The UK is also a signatory to the European convention of human rights, which in 1983 enacted protocol 6, which prohibits capital punishment in peacetime. The countries that are the most active executioners – China, Saudi Arabia, Iran – are hardly models of enlightened criminal justice. And on top of that, most Britons are opposed to the reintroduction of the death penalty.
So it may appear as though the Conservative party’s new deputy chairman, Lee Anderson, made a clumsy mistake when he told an interviewer shortly before his appointment that he supports the return of capital punishment, on the grounds that “nobody has ever committed a crime after being executed”.
Such a conclusion, however, would do both Anderson and Rishi Sunak, the man who appointed him, a disservice. The MP for the “red wall” seat of Ashfield knew exactly what he was up to in hailing capital punishment’s “100% success rate” against recidivism. And Sunak understood precisely what he was getting when he made him Greg Hands’s deputy.
Strategists argue that, after the calamitous premiership of Liz Truss, the cost of living crisis has left Tory-held former Labour seats especially vulnerable. In the absence of cash to hasten the government’s faltering levelling up policy, Anderson, the “red wall rottweiler”, is the low-cost means of wooing marginal constituencies.
Yet the calculation that informs his appointment runs deeper than that.
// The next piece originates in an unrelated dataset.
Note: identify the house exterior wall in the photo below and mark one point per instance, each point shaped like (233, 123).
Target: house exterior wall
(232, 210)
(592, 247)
There is a reason that the Tory party is on its fourth leader in four years. It contains a significant and ungovernable minority of avowedly rightwing MPs whom leaders either appease or, in Boris Johnson’s and Truss’s case, represent.
Sunak clearly reckons that Anderson within the tent spouting outwards is more productive than the other way around. The problem is not the cynicism of that equation but its false accounting. In politics, if you don’t mark out your ground, it’s marked out for you. Look at the US Republican party. Not long ago, it thought it could accommodate the populist Tea Party movement and now it has been captured by a coalition of extremists and fantasists, many of whom push a capital punishment agenda.
It would be complacent to assume that such a development could not take place in the UK. Yes, most Britons do oppose capital punishment, but not when it comes to serial murders, terrorism and the killing of children, where a small majority supports execution. That majority grows the higher up you go in age and the further to the right you go in politics. As the Tory membership is to the right of its voters and is disproportionately elderly, the death penalty has a lot of policy potential in constituency politics. One particularly grisly murder could get a campaign going.
And as Sunak has already let it be known that he is prepared to withdraw the UK from the European court of human rights if it contests his plans to curb illegal migration, a major hurdle could soon be removed.
It would be alarmist to overstate the power of a provocateur politician’s attention-seeking words. Yet there is a battle being waged against liberal orthodoxies and, for all his centrist, safe-pair-of-hands image, Sunak has just empowered a rabble-rouser in that cause.
Anderson is right. Capital punishment is effective. It would have stopped the Guildford Four, the Birmingham Six and the Bridgewater Four from committing any further terrorist or child murders. The only problem is they didn’t commit any in the first place.